WTE plants convert solid waste into electricity and/or heat by burning waste at high temperatures and using the heat to make steam. The steam then drives a turbine that creates electricity. In addition, the plants reuse the waste derived from their operational processes. Moreover, waste combustion in WTE facilities does not generate methane as landfills do. According to the United Nations Environment Programme’s 2019 WTE report, thermal WTE can reduce the volume of waste entering landfills by 75-90%. For each tonne of municipal solid waste incinerated in a thermal WTE plant, the equivalent of 1,010 kilograms of CO2 can be avoided by diverting waste from landfills without methane gas utilisation, while reducing reliance on fossil fuel power generation and the associated emissions. Although greenhouse gases such as CO2 are emitted from waste incineration, thermal WTE plants with advanced emission control technologies have minimal impact on public health compared with fossil fuel power plants.
Electricity producers can redirect their investment from fossil fuel-burning power plants to WTE plants in order to ensure an abundant supply of electricity in the long term as there will always be waste to burn. According to the Confederation of European WTE Plants, up to 50 million tonnes of emissions of CO2 are avoided in Europe annually as Waste-to-Energy recovers about 39 terawatt hours (TWh) of electricity and 90 TWh of heat from waste, saving up to 50 million tonnes of imported fossil fuels that would have been used in conventional power plants. Preliminary investments in WTE plants will ensure that when natural resources are depleted, industry operators will be able to smoothly complete their transition to the circular economy by producing energy from an abundant supply of waste. For WTE plants, electricity producers would need to source waste from operators in the Non-Hazardous Waste Collection industry instead of sourcing from operators in the Crude Petroleum and Natural Gas Extraction industry, substantially reducing their input costs at the expense of the latter.

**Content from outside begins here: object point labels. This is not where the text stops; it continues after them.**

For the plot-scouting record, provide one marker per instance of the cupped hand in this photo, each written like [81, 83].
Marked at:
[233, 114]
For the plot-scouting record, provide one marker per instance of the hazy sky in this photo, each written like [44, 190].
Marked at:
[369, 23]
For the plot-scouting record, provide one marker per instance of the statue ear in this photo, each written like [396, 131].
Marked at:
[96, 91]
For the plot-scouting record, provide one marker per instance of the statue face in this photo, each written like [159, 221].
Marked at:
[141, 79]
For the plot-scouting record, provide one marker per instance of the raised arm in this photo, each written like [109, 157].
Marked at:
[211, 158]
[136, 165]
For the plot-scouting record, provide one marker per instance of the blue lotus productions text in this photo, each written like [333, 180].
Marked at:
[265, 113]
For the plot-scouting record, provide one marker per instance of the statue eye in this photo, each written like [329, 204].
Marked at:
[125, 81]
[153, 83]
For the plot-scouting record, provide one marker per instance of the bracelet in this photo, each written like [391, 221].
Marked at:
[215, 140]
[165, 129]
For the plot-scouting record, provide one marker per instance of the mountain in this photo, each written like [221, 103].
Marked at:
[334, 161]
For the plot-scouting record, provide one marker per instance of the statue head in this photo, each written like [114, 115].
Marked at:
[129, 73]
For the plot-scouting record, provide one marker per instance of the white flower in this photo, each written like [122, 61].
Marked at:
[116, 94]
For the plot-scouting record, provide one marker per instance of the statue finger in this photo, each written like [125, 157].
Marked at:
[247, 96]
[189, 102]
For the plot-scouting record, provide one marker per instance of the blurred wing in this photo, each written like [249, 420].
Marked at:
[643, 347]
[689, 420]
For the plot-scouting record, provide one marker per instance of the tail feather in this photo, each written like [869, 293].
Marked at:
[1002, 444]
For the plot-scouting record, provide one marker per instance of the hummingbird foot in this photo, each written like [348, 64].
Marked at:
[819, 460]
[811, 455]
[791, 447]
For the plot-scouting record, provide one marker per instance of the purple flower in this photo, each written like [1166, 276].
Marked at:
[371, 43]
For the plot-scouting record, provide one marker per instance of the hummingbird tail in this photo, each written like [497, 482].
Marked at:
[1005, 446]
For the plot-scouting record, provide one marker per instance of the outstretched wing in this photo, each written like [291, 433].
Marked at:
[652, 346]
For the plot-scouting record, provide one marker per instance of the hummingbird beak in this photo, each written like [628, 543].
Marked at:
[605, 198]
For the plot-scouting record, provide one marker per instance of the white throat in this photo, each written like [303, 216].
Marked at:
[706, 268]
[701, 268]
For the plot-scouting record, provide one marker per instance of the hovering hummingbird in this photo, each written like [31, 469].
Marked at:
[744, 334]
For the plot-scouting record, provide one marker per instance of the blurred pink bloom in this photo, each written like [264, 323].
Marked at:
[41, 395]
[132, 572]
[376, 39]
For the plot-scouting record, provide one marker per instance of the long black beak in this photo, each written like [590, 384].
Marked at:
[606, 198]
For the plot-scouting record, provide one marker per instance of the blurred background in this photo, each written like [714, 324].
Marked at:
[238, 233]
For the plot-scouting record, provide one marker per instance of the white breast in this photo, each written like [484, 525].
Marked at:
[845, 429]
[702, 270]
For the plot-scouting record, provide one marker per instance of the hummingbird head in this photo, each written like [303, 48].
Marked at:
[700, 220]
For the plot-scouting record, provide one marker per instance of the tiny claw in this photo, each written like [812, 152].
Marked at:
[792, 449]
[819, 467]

However, such a transition does not come without its challenges. On the supply side, electricity producers have established operational processes that took years to develop. WTE projects would require these operators to alter their project life cycles and regulatory compliance processes, as well as re-train their engineers to ensure proper functionality and maintenance. Therefore, firms could be reluctant to adopt new operational processes that could prove to be costly. According to Waste to Energy International, the cost of a WTE plant that handles 40,000 tonnes of waste per year would be £800 per tonne, amounting to £32 million annually. However, the cost per tonne of annual capacity drops alongside increasing capacity. There are also regulatory factors that would need to be taken into account, such as the Feed-in Tariff. Another challenge that is likely to occur concerns the shareholders in the Electricity Production industry that have invested into fossil fuel-burning power plants that take years to break even. With their capital being tied to such investments they might be reluctant to invest in WTE plants. On the demand side, consumers would need to incentivise electricity producers to adopt a circular supply chain by purchasing electricity only from those that have invested in circular initiatives. Although there are challenges to and costs for adoption, a WTE plant can substantially reduce costs for electricity producers. Further, adopting this circular approach would contribute towards minimising the use of natural resources and the creation of waste.